At seven years old, Iraq's youngest photographer was born in the same year his country was invaded by the United States. This link to the ‘Healing Iraq’ blog showcases an Al Jazeera video on his story, which is also embedded below.
In a series of great cartoons Ink on the Side reveals that Assange, the founder of Wikileaks, is at it again – and this time he’s after your children! Recent leaks reveal that Santa Claus doesn’t exist, your parents want your money, and that babies are not delivered by stork…
Another Wikileaks related post with a twist – the Gulf Blog reports that’s Assange’s online dating profile has been released. It begins “Want a regular down to earth guy? Keep moving. I am not the droid you’re looking for.” According to an article in the Times Assange can “adapt to anything except the loss of female company and carbon.” He also says “do not write to me if you are timid. Write to me if you are brave.”
This particular blogger is not impressed… although he admits enjoying the irony.
A driver in Amman accidentally sprays water all over an Egyptian pedestrian… and lives to tell the tale. “Such is the wretched lot of those who walk the streets of Amman” says Thoraya, dividing the challenges pedestrians face into three categories: crossing the street, harassment and rain.
This is a thoughtful post about cookbooks, a story about the bloggers ‘father-in-law’s maternal counsin’s husband’s’ cook book to be exact. The book is divided into two parts. The first relates to personal anecdotes, traditions and family tales, and the second part to recipes.

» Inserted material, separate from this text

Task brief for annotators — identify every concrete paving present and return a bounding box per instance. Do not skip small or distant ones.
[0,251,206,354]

What ginger Beirut didn’t expect to find though, was an index at the end dedicated solely to the names of people mentioned in the book. He talks of the ripple effect that including such names has within the family or community involved, and compares it to the use of ‘brand ambassadors’ in more "detached societies". The blog goes onto relate aspects of the book to Lebanese culture and identity.